Cardiopulmonary bypass circuit setup for porcine testing (left), and the active CPB circuit during the porcine experiments (right)

Full size image

Median sternotomy and porcine heart exposed (left), and establishment of central cardiopulmonary bypass with porcine subject (right)

Full size image

Macroscopic and histological analysis

The aorta was carefully dissected from the left ventricle to the start of the aortic arch in all pigs. Careful attention was made to handling the aorta to ensure no tissue damage was inflicted in this process. from the pig and examined by the two operating surgeons. The aortic root, and ascending aorta were then cut into aortic root, proximal, mid, and distal regions.

Tissue was immediately placed in formalin for fixation following preparation, embedded, and cut using a Leica rotary microtome (Leica Biosystems, Mt Waverley Australia) into 5micro-metre edge-to-edge sections. The basic histological stains and special stains used included Hematoxylin and Eosin (H&E), Van Gieson (EVG), and Massons Trichrome (Massons), Alcian blue, and Von Kossa (VK) stains. Specific immunochemistry antibodies staining for Collagen type I, III and IV were obtained from Abcam Australia Pty Ltd (Melbourne, Victoria, Australia). Anti-Collagen I antibody, Anti-Collagen III antibody, and Anti-Collagen IV antibody were sourced.

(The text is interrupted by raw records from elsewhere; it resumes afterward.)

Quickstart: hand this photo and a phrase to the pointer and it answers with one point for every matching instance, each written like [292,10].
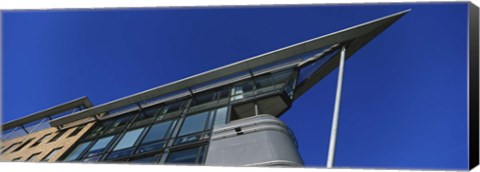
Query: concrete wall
[261,140]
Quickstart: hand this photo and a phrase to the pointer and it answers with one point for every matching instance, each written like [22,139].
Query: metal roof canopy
[49,112]
[360,34]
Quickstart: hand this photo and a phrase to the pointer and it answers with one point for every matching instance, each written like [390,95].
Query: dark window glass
[242,90]
[129,139]
[76,131]
[194,123]
[40,140]
[171,109]
[157,132]
[33,157]
[122,121]
[77,151]
[57,136]
[152,147]
[192,138]
[282,76]
[51,154]
[223,93]
[124,146]
[102,126]
[144,160]
[10,147]
[23,145]
[263,81]
[99,146]
[220,117]
[147,115]
[203,98]
[186,156]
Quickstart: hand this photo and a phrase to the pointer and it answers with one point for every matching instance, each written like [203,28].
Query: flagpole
[333,132]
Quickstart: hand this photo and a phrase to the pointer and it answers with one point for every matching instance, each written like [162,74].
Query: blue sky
[404,96]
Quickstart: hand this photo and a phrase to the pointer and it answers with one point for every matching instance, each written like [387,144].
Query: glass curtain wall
[176,131]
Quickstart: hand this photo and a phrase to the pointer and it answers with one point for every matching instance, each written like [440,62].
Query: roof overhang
[360,34]
[48,112]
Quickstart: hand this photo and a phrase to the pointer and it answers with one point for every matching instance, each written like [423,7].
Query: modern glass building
[226,116]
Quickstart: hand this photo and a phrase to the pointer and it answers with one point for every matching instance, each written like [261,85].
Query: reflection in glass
[157,132]
[220,117]
[128,139]
[99,146]
[194,123]
[77,151]
[186,156]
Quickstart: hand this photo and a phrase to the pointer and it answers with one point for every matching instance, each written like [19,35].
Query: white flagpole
[333,132]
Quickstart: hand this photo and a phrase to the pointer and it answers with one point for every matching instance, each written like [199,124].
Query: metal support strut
[333,132]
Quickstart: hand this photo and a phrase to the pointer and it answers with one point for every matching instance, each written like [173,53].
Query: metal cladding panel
[261,140]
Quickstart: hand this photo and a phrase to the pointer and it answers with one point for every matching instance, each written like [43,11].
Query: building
[226,116]
[31,138]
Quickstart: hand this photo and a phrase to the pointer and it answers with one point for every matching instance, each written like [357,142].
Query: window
[121,123]
[77,151]
[203,98]
[171,110]
[11,146]
[56,137]
[147,116]
[155,137]
[124,146]
[193,127]
[99,147]
[23,145]
[40,140]
[187,156]
[51,154]
[76,131]
[33,157]
[194,123]
[242,90]
[144,160]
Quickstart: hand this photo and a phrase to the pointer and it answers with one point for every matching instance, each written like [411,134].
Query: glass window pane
[194,123]
[172,107]
[99,146]
[122,121]
[147,160]
[220,117]
[77,151]
[157,132]
[51,154]
[186,156]
[33,157]
[129,139]
[282,76]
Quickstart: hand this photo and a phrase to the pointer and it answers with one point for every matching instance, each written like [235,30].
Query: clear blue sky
[404,98]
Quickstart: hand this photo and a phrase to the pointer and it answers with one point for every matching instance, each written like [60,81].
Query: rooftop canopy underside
[356,37]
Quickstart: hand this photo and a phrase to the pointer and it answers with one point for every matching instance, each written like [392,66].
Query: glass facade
[176,131]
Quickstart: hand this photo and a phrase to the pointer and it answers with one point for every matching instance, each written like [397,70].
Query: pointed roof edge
[250,63]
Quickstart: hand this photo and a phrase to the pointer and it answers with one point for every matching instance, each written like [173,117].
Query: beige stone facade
[47,149]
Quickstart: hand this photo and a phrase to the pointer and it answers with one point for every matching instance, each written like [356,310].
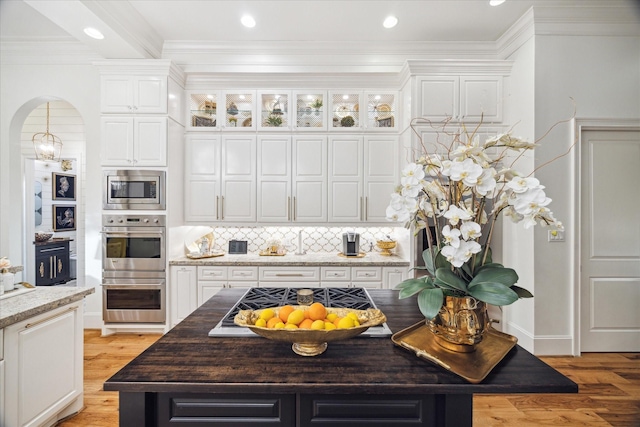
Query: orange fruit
[306,324]
[345,323]
[317,311]
[273,321]
[284,313]
[296,317]
[318,324]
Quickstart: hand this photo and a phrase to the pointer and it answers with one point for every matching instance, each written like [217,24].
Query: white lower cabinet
[212,279]
[289,277]
[184,292]
[43,367]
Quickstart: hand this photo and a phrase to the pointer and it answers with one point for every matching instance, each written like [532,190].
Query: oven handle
[130,233]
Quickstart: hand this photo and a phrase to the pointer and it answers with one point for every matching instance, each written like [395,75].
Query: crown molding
[50,51]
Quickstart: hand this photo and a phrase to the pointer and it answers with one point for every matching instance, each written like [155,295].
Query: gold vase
[460,324]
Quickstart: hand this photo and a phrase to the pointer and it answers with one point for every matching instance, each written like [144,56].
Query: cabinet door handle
[366,209]
[31,325]
[59,248]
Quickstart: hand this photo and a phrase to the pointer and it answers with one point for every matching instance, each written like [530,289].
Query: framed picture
[64,217]
[64,186]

Observational analysis proceeded with the primary investigator and a clinical histopathologist. Histological analysis occurred with the use of a double headed microscope at the University of Adelaide Histological department, Adelaide, South Australia.

Histological slides were scanned using Nanozoomer digital slide scanner (Hamamatsu Photonics), Zen Blue 3.0 (Zeiss) and NDP view 2.0 (Hamamatsu Photonics) depending on the slide size. Scanned histological slides were then analysed using Fiji by Image J (National Institutes of Health, USA).

Quantification of elastin and collagen fibers then proceeded using the colour deconvolution plugin (IHC toolbox) in Image J v.1.53 (The University of Nottingham, UK). The image was imported into Image J from the NDP or Zen programs, the image cropped to select a region of interest (ROI), and then colour deconvoluted. This ROI then underwent analysis and measurement in Image J to produce a percentage quantification of collagen fibers or elastin fibers within that tissue specimen.

Clinical results

The clinical results from the 5 porcine studies are summarized in Table 3. Median maximal aortic pressures obtained amongst the tested samples was 497 mmHg. The median maximal CPB flows (L/min) was 3.96L. The most common macroscopic findings were aortic cusp hemorrhage and non-coronary cusp tearing which occurred in 4/5 samples (80% of tested cases).

Radiological results

The median max flow (cm/s) in all samples was 79.05 at baseline, and 95.53 following vasopressor. The median wall sheer stress (WSS) (Pa) in all samples was 0.31 at baseline, and 0.48 following vasopressor (Additional file 1: Table 1).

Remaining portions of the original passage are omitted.